Bastow, P. J., Del Vecchio, Marsh, Witmer and Henry, JJ.
Memorandum: In this article 78 proceeding an order was entered February 27, 1968 determining that seven stated issues of fact exist for trial and a further order was entered March 12, 1968 denying appellants' motion to strike certain paragraphs of the petition as scandalous, prejudicial, irrelevant and immaterial and for judgment dismissing the petition upon various grounds founded upon submitted documentary evidence, and appellants appeal from both of said orders. CPLR 5701 provides in part as follows: "(b) Orders not appealable as of right. An order is not appealable to the appellate division as of right where it: 1. is made in a proceeding against a body or officer pursuant to article 78; or * * * 3. orders or refuses to order that scandalous or prejudicial matter be stricken from a pleading. (c) Appeals by permission. An appeal may be taken to the appellate division from any order which is not appealable as of right in an action originating in the supreme court or a county court by permission of the judge who made the order granted before application to a justice of the appellate division; or by permission of a justice of the appellate division in the department to which the appeal could be taken, upon refusal by the judge who made the order or upon direct application." The two orders from which these appeals are taken fall squarely within the quoted provisions of the statute.

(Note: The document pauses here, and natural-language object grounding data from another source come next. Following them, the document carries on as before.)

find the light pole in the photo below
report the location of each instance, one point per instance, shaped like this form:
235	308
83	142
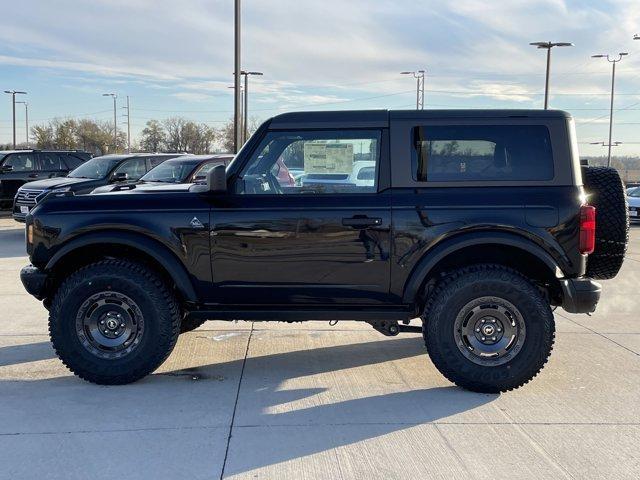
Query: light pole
26	120
548	46
245	116
115	120
13	94
237	105
419	76
613	61
128	115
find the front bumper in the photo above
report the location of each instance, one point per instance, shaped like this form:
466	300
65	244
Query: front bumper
580	295
34	281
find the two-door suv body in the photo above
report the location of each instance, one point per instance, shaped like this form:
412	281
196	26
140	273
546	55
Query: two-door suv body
476	221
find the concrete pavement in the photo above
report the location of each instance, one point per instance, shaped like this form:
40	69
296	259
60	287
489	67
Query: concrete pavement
313	401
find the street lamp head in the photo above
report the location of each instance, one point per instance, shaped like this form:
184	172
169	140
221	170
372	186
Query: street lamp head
541	44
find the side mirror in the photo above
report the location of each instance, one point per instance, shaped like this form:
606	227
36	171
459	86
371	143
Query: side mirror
120	177
217	179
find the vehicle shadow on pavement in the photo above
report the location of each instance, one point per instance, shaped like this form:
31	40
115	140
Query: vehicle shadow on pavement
13	244
30	352
286	408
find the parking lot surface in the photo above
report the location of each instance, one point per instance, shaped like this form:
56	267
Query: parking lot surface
307	400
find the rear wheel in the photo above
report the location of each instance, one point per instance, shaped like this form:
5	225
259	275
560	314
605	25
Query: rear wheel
113	322
488	329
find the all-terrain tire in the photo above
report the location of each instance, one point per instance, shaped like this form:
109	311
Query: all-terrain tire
606	192
110	289
501	285
189	324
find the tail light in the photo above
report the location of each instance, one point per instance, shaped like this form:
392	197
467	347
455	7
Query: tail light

These statutory provisions are partially an outgrowth of section 1304 of the Civil Practice Act which provided that in an article 78 proceeding there could be no appeal from a non-final order except by permission of the court or in conjunction with an appeal from a final order (see Matter of Fischer v. Briante, 6 A.D.2d 814; Matter of Sunland Beverage Corp. v. Rohan, 6 A.D.2d 996; Matter of Hotel Esplanade v. Herman, 24 Misc. 2d 1086). If permission to appeal had been sought (cf. CPLR 5514, subd. [a]), we would have denied the application.
Appeal unanimously dismissed, with costs to respondents.